Hello Eric and Richard,

Nice to see replies to my question!

Of course the Fortepiano was _the_ vehicle for van Beethoven, and would have been the most natural choice for him and for the combination with mandolin. There were at that time already enough of these instruments around in Vienna. 

The only thing however is that van Beethoven did not point out the Fortepiano as the accompanying instrument for his mandolin compositions.

Instead he specified that this - indeed equally important - role had to be played on a _Cembalo_! 


Perhaps Maestro van Beethoven wasn´t at all looking for (to quote you): "equally-matched tonally as well with a single mandolin" and (to quote Richard and you): "the sound quality produced by the fortepiano and a period mandolin have a lot in common". # #

My idea is that van Beethoven´s intent was pretty much one of creating a clear contrast between the gut-strung mandolin and the accompanying instrument. He explicitly pointed this out by writing down the word ´_Cembalo_´ in all his (survived) mandolin works. 

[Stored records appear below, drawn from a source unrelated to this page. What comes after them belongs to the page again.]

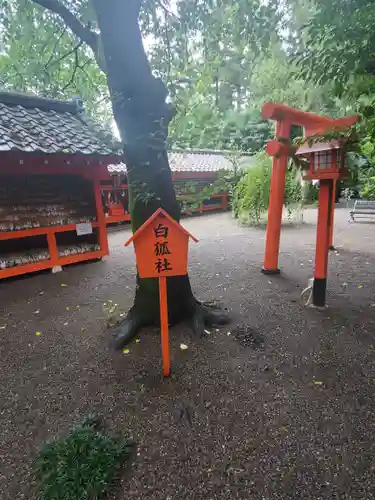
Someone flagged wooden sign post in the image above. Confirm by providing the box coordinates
[125,208,198,377]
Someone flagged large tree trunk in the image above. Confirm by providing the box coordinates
[94,0,229,347]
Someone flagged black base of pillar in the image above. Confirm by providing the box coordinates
[260,267,280,276]
[312,278,327,307]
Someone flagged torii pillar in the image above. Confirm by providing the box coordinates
[262,102,359,274]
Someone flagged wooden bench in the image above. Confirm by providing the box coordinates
[349,200,375,222]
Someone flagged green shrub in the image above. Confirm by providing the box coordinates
[232,153,302,224]
[36,415,133,500]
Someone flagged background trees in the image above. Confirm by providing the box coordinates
[0,0,375,336]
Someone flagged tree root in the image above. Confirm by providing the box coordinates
[112,308,144,349]
[111,299,230,350]
[190,301,230,337]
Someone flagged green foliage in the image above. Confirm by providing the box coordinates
[36,415,131,500]
[0,0,112,124]
[360,176,375,200]
[233,153,272,224]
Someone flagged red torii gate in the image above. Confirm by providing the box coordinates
[262,102,359,305]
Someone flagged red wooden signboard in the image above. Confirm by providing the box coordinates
[125,208,198,377]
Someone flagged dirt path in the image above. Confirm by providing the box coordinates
[0,210,375,500]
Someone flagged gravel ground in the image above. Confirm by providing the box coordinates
[0,210,375,500]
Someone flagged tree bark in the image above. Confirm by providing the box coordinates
[93,0,229,347]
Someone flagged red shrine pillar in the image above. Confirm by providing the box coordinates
[262,120,291,274]
[328,179,337,250]
[312,179,334,307]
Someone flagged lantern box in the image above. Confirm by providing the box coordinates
[296,141,348,180]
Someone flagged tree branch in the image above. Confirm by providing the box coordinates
[31,0,104,71]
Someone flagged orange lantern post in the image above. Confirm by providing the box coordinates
[262,102,359,274]
[125,208,198,377]
[296,141,347,307]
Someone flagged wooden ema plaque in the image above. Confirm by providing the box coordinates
[125,208,198,377]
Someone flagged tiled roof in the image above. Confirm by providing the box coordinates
[0,92,121,156]
[108,150,252,172]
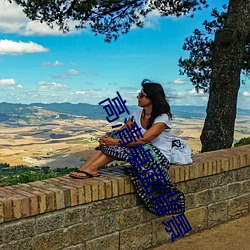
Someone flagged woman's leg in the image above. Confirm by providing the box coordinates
[80,150,102,170]
[70,151,116,177]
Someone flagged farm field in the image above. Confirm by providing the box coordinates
[0,116,250,167]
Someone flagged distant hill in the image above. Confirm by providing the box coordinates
[0,102,250,123]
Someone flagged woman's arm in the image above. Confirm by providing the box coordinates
[101,122,168,147]
[98,118,134,146]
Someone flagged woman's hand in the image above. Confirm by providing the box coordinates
[99,135,119,147]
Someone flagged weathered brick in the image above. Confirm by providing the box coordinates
[228,182,241,197]
[213,185,228,202]
[183,165,190,180]
[178,167,185,182]
[152,216,172,246]
[244,166,250,180]
[67,221,96,245]
[93,214,118,236]
[124,177,131,194]
[84,184,92,203]
[0,238,32,250]
[0,198,4,223]
[185,207,208,232]
[235,168,246,181]
[241,179,250,193]
[169,166,176,183]
[120,222,152,250]
[64,206,86,226]
[185,193,195,210]
[117,178,125,195]
[31,229,70,250]
[11,198,22,219]
[98,182,105,200]
[52,187,71,208]
[115,207,145,230]
[62,243,86,250]
[228,194,250,219]
[104,180,112,198]
[194,189,214,207]
[0,198,13,222]
[48,187,65,210]
[112,180,119,197]
[86,232,120,250]
[61,185,77,206]
[85,194,136,218]
[207,161,213,175]
[2,219,36,243]
[208,201,227,227]
[33,191,47,214]
[185,178,208,193]
[36,212,64,234]
[212,161,220,174]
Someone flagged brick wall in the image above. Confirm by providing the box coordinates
[0,145,250,250]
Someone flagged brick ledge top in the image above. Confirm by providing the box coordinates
[0,145,250,223]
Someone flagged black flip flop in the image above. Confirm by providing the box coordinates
[69,169,100,179]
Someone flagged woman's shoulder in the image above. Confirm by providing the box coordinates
[155,113,171,120]
[132,109,142,116]
[154,113,171,127]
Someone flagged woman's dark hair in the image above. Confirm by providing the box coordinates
[141,79,172,129]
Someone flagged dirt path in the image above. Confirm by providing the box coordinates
[152,214,250,250]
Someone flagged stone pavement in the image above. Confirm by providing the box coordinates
[150,214,250,250]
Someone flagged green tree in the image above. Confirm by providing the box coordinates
[9,0,250,152]
[8,0,207,42]
[179,2,250,151]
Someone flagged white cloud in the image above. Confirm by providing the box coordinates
[68,69,80,76]
[16,84,23,89]
[0,40,48,55]
[0,0,82,36]
[43,60,63,67]
[75,90,86,95]
[0,79,16,86]
[173,79,185,84]
[38,81,68,91]
[242,91,250,96]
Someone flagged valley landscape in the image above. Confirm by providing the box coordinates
[0,103,250,168]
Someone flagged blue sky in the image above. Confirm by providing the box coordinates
[0,0,250,108]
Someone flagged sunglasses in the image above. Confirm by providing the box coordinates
[138,92,146,98]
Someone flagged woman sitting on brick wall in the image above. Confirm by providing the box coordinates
[69,80,185,215]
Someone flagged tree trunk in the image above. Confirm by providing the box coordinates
[200,0,250,152]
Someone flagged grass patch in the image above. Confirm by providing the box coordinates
[0,163,76,187]
[67,140,96,145]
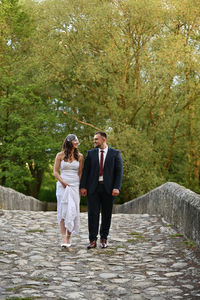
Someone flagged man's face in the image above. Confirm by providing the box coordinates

That van Beethoven was not the only one who did so is seen in nearly all the other Viennese compositions scored for mandolin with the accompaniment of a keyboard instrument. Most of these works specify the accompanying role for the Cembalo (Harpsichord).


Your confusion is probably caused by the fact that there are dozens of records and CD examples and hardly any recordings with a Cembalist playing the accompanying part of the van Beethoven works. Add this together with the usually misleading texts at the record sleeves and booklets, and there you are...


Best, 

Alex


PS. it goes of course without saying that _when_ a Fortepiano is chosen to perform this music, it sounds best when a period or replica is used. Especially when period or replica mandolins are used. But isn´t that what this topic is about.

----------


## RSW

Alex,

Your wrong on this one. Beethoven uses the same term for his piano sonatas throughout his life and, for example, #I seriously doubt he meant that the Appasionata should be played on the harpsichord or cembolo. Perhaps some of the others who use the term Klavier or Cembolo or Clavecin were simply trying to sell more copies (implying backward's compatability).As for Beethoven's true intentions, he was a pure musician (did he not play his violin concerto on the piano?), music can be played skillfully on a lot of unlikely instruments. In anycase, his mind was on something else (lovely J) and probably not so concerned about finger style or how one held a quill or pick. My vote is still for the most expressive option. The single strung instrument lends itself less to a sustained singing adagio (non-tremolo, non bowed or sung). It sounds dryer even with a high speed trem. Hugo d'Alton did play the c minor on the milanese type mandolin (single strung) with flowery ornamentation that was quite impressive to me on first hearing. I looked at Beethoven's manuscript and noticed that D'Alton had basically resurrected the version or variation that Beethoven himself had sketched in and crossed out in preference to the simple and original version that we have in all printed editions. I am all for jazzing music up if it needs it to 'improve' the music but I don't think it is necessary here. ?

----------


## Alex Timmerman

Ha Richard!

I hadn´t seen your post when I posted mine. Therefore I am busy editing it again with my answer to you in it.


Greetings,

Alex


PS. I will leave that message as it is and now make a new reply on your last responce.

----------


## Alex Timmerman

Hi Richard,


I don´t think that I am that wrong at all...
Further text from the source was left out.